Since 1991, the number of proposed deals filed with both agencies has more than tripled, to 4,679, but staffing levels over those same years have barely budged. The FTC's Bureau of Competition, for instance, employs just five more people than it did in 1991, even though those staffers are now supposed to study hundreds more filings. The Justice Department's antitrust division employed more people in 1980 than it does now, although deals today are vastly larger, more complicated and more time consuming.
The shortfall puts leaders of these two agencies in a pickle. On the one hand they desperately need reinforcements. At the same time, they don't want to send the message that they're too understaffed to handle the onslaught, which might lead companies to conclude the government is merely posturing when it threatens to sue. Nonetheless, both the Justice Department and the FTC have beseeched Congress for additional bodies, pronto.
"We're terribly squeezed," FTC Chairman Robert Pitofsky said. "We're being asked to do much more because of the merger wave.
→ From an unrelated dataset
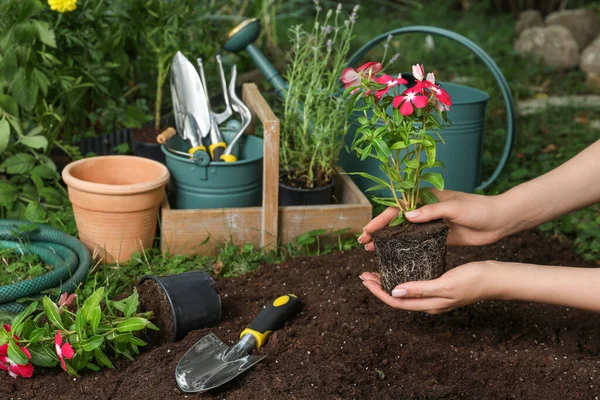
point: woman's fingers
(380, 221)
(431, 305)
While our resources have been augmented somewhat, the increase is nowhere near enough for all the merger review and non-merger work we need to do."
This week Congress unveiled fiscal 2000 appropriation figures for both the Justice Department and the FTC, giving each a modest raise. But the funding levels have yet to recover from the Reagan administration, which considered antitrust enforcement a meddlesome intrusion and slashed about half of both agencies' budgets from 1981 to 1988.
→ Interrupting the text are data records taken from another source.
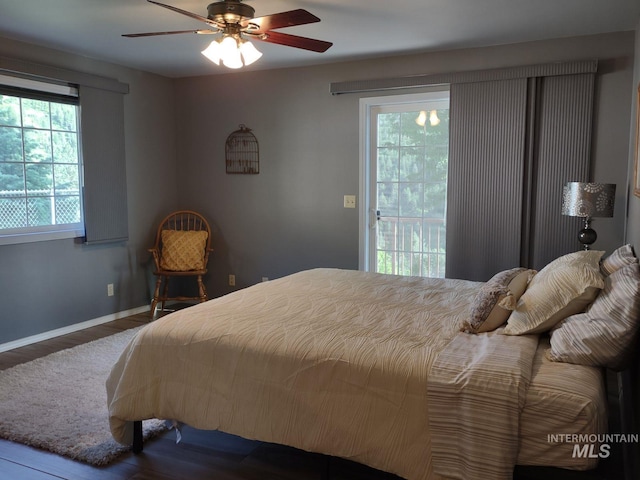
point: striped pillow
(618, 259)
(564, 287)
(603, 336)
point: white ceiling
(358, 28)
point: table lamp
(588, 200)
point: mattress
(363, 366)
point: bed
(383, 370)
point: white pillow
(564, 287)
(605, 335)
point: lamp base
(587, 235)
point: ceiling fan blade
(152, 34)
(184, 12)
(281, 20)
(295, 41)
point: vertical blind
(513, 145)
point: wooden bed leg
(137, 436)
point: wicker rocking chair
(181, 249)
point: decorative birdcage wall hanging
(241, 152)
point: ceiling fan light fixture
(229, 52)
(249, 52)
(213, 52)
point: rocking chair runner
(181, 249)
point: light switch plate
(349, 201)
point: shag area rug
(59, 402)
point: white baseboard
(71, 328)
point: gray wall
(50, 285)
(291, 216)
(633, 224)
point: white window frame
(47, 232)
(367, 213)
Enforcers have since learned to do more with less, but they also are cutting back the rate at which they challenge deals. In the past eight years, the percentage of filings that are investigated by the agencies has held steady at about 2 percent. But what happens next? In 1990, the FTC forced corporations to drop or change their proposals 35 times. Last year, the agency forced changes to just 30 proposed deals--although 1,800 more deals were reviewed.
Government lawyers believe that mergers, particularly the huge ones, are getting sufficient attention, and indeed dozens are studying the merger proposal of Exxon Corp. and Mobil Corp. The worry is that hard-to-spot wrongdoing, like market allocating, is going unnoticed because resources have been steered away from those areas. Companies, after all, are required to alert the government about mergers but "people don't come to us and say 'We're price fixing,' " noted Michael Antalics, the FTC's assistant director for mergers. "Those are the type of cases you have to go and look for."
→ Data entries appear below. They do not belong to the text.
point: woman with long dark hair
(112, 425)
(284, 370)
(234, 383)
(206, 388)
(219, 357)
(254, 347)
Erring on the side of discretion, private attorneys won't cite transactions that should have been blocked or changed, because the government can retroactively undo a deal. Nonetheless, these attorneys have quietly informed top agency bureaucrats that envelope-pushing transactions are starting to slip through the net. In other instances, companies are dragging their feet when it comes to divesting assets, as required by consent decrees.
"Staffers are so busy looking at the next deal there just isn't time to check on the last one," said George Cary, antitrust lawyer at Cleary, Gottlieb, Steen & Hamilton.
Cary added that slimming down antitrust enforcement has had some positive effects. Government lawyers can't afford to dawdle these days, which means quicker decisions and less agonizing limbo for corporations. And he pointed out there there are still hundreds of plaintiffs lawyers filing antitrust actions, drawn by the prospect of triple damages and providing the public with what amounts to an army of privately funded attorneys general.
Still, the resource crunch is starting to undermine the government's standing in negotiations. "The Exxon deal is coming up any day now. If they choose to litigate, there's probably nothing else the FTC will be able to do," said Albert Foer of the American Antitrust Institute, a nonprofit. "So to some extent, the conclusion is preordained."
CAPTION: The FTC's Robert Pitofsky said his agency is "being asked to do much more because of the merger wave."